General market news
- Rates remained largely unchanged last week. The 10-year U.S. Treasury opened this morning at 2.64 percent, while the 30-year opened at 2.98 percent. Rates moved higher on the long end of the curve at the beginning of the week, but these increases were offset by declines on Thursday and Friday.
- All three major U.S. indices were up by more than 2 percent last week, supported by talks of trade progress and a bounce in oil. U.S. and China trade once again grabbed headlines, as talks are set to continue this week and President Trump suggested pushing back the March tariff deadline. Additionally, U.S. retail sales declined 1.2 percent month-over-month, which showed unexpected softness in the data. This is worth monitoring going forward, as both the U.S. and China are testing the resilience of their economies before the potential March trade.
- West Texas Intermediate crude was up more than 5 percent on the week, making energy the top-performing sector. This was followed by industrials and materials. The top underperformers were utilities, REITs, and communication services.
- Last week was relatively quiet on the economic update front, as there were only two major data releases. On Tuesday, the Institute for Supply Management Nonmanufacturing index declined by more than expected, falling to 56.7. This is still a level that indicates economic expansion.

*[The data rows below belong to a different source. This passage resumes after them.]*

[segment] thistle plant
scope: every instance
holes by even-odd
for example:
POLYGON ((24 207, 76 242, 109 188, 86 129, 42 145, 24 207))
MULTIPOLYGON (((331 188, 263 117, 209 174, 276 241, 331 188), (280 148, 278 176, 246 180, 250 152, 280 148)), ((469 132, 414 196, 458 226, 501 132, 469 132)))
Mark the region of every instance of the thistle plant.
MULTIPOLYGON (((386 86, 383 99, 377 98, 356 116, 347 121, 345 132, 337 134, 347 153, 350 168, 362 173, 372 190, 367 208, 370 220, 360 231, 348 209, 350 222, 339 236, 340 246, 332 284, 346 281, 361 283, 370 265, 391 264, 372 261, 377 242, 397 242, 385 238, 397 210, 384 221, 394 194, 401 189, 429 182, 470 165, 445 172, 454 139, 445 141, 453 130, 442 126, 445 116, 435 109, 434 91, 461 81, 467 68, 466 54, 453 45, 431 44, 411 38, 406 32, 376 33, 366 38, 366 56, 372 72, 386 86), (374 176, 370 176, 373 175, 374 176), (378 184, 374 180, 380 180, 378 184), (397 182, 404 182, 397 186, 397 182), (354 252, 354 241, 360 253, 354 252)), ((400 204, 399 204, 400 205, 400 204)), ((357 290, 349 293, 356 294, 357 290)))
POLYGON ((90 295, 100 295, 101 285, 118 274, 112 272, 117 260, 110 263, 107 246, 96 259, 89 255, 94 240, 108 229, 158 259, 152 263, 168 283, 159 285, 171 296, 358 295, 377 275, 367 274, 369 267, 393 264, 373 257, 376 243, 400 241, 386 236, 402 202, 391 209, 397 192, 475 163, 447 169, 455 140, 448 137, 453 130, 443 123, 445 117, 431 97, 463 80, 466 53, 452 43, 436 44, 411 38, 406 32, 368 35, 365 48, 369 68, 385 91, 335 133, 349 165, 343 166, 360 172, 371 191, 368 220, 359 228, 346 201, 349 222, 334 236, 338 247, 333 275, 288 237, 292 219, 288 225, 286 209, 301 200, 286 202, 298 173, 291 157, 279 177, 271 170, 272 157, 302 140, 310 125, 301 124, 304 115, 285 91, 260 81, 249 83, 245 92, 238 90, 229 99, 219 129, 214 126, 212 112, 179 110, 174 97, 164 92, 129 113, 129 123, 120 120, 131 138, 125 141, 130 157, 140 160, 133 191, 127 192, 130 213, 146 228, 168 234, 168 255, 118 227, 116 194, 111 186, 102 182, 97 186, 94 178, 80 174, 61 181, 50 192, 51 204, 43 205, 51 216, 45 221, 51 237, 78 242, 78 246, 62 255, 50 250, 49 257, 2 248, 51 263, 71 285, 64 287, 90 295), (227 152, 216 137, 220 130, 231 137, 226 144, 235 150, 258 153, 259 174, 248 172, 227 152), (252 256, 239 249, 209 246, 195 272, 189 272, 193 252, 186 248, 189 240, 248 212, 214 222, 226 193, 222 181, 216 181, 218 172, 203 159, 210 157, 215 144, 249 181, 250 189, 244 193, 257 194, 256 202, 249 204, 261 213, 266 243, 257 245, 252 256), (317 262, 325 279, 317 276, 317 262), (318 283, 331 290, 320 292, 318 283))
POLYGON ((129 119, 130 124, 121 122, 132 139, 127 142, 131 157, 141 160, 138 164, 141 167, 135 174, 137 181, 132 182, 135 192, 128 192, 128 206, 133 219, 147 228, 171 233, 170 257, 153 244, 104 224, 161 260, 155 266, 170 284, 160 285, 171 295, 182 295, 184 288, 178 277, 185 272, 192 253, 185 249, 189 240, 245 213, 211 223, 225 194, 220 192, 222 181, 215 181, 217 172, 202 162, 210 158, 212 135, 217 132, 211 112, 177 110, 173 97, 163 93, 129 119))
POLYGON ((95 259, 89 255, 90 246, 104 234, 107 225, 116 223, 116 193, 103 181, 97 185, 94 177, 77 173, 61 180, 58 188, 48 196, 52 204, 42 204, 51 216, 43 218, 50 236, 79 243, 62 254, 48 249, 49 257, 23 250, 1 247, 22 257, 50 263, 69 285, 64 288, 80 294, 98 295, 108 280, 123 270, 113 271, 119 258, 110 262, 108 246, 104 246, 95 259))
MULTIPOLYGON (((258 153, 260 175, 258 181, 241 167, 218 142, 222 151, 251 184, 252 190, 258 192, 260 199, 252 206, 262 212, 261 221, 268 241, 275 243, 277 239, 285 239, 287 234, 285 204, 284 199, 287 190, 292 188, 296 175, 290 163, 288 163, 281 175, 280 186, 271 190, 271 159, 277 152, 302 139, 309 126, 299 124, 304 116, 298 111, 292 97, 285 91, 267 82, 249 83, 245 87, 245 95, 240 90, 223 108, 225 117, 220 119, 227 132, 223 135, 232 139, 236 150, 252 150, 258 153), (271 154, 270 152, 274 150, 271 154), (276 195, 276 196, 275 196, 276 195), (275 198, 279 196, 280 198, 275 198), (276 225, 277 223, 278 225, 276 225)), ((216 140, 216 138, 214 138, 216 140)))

- On Wednesday, the international trade report for November showed an unexpected decline in the trade deficit. This was driven by a larger decline in imports than exports, as U.S. firms stockpiled imports earlier in the year in anticipation of increased tariffs.
What to look forward to
This week will be relatively quiet on the economic update front, with only two major releases scheduled for the holiday-shortened week. On Wednesday, the minutes from the Federal Reserve’s (Fed’s) January meeting will be released. The Fed decided to keep rates unchanged in January, and the released statement removed language that spoke of future gradual rate hikes. This was a major change in the Fed’s policy, so economists are eager to see the discussions from the meeting.
On Thursday, December’s delayed durable goods orders are set to be released. Economists expect 1.7-percent growth in orders, driven by a large increase in aircraft orders for Boeing in December. The core index, which strips out volatile transportation orders, is expected to increase by a healthy 0.3 percent.